If you didn’t get the exam grades you were looking for or you don’t have an offer for a place at university for the coming academic year (2016), the UCAS Clearing system could be for you.
First-things-first, getting into higher education isn’t easy; it’s not supposed to be. In fact every year tens of thousands of students find a place, not through the initial direct UCAS application system but through Clearing. Whilst it may not be what you expected to have to do to get into a degree course (or similar), you shouldn’t feel too unhappy and certainly not worried. Clearing can provide options for you. The key to using it is in understanding the process and being prepared.

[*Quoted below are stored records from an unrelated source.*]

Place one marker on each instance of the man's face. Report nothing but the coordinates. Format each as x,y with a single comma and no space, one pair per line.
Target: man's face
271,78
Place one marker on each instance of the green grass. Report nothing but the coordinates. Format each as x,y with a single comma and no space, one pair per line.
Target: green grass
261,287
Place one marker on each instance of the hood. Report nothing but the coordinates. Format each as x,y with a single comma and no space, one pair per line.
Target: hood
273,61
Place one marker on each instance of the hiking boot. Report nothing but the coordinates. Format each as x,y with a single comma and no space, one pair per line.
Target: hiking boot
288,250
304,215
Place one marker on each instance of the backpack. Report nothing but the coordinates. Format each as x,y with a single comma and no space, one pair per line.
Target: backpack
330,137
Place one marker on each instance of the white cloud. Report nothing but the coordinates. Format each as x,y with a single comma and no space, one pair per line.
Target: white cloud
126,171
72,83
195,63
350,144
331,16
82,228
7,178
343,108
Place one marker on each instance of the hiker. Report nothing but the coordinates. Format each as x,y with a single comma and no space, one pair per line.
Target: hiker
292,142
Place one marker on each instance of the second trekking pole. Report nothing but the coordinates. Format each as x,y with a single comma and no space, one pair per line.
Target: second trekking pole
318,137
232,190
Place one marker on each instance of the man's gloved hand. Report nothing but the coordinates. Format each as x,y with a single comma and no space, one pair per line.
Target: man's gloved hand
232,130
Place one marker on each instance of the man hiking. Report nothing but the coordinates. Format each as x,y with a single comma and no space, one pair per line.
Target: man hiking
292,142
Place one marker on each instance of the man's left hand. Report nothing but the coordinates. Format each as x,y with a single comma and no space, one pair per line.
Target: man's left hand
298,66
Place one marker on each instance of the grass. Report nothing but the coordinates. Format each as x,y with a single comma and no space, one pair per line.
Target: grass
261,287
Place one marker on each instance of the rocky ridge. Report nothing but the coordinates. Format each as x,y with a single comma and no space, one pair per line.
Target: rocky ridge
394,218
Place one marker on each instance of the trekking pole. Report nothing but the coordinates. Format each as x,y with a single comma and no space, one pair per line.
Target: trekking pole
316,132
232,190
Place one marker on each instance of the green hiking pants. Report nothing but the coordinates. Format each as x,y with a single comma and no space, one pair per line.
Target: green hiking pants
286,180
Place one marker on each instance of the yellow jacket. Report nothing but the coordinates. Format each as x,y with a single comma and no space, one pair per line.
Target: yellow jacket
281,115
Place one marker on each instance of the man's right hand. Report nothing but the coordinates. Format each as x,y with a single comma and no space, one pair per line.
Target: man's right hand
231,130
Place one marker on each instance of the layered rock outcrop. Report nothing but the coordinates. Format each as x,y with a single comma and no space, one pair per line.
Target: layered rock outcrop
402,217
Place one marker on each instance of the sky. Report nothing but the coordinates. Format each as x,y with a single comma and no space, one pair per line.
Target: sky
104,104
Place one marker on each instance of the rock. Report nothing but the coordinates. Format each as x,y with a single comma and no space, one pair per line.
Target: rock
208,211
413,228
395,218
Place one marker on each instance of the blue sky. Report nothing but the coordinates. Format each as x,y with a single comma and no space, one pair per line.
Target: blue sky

Clearing is an official part of the University and Colleges Admissions Services (UCAS), the organisation, that as you’ll already know (if you’ve applied to a university course) through which your applications to universities and most colleges of higher education are processed. Clearing is a way for universities to fill any spaces they have left for the new academic year and gives applicants who do not hold an offer another chance of finding a university place.
(If you’re eligible for Clearing, your Clearing number will be on the ‘Welcome’ page and ‘Your choices’ section of Track – the online system you’ll have used during your application process.)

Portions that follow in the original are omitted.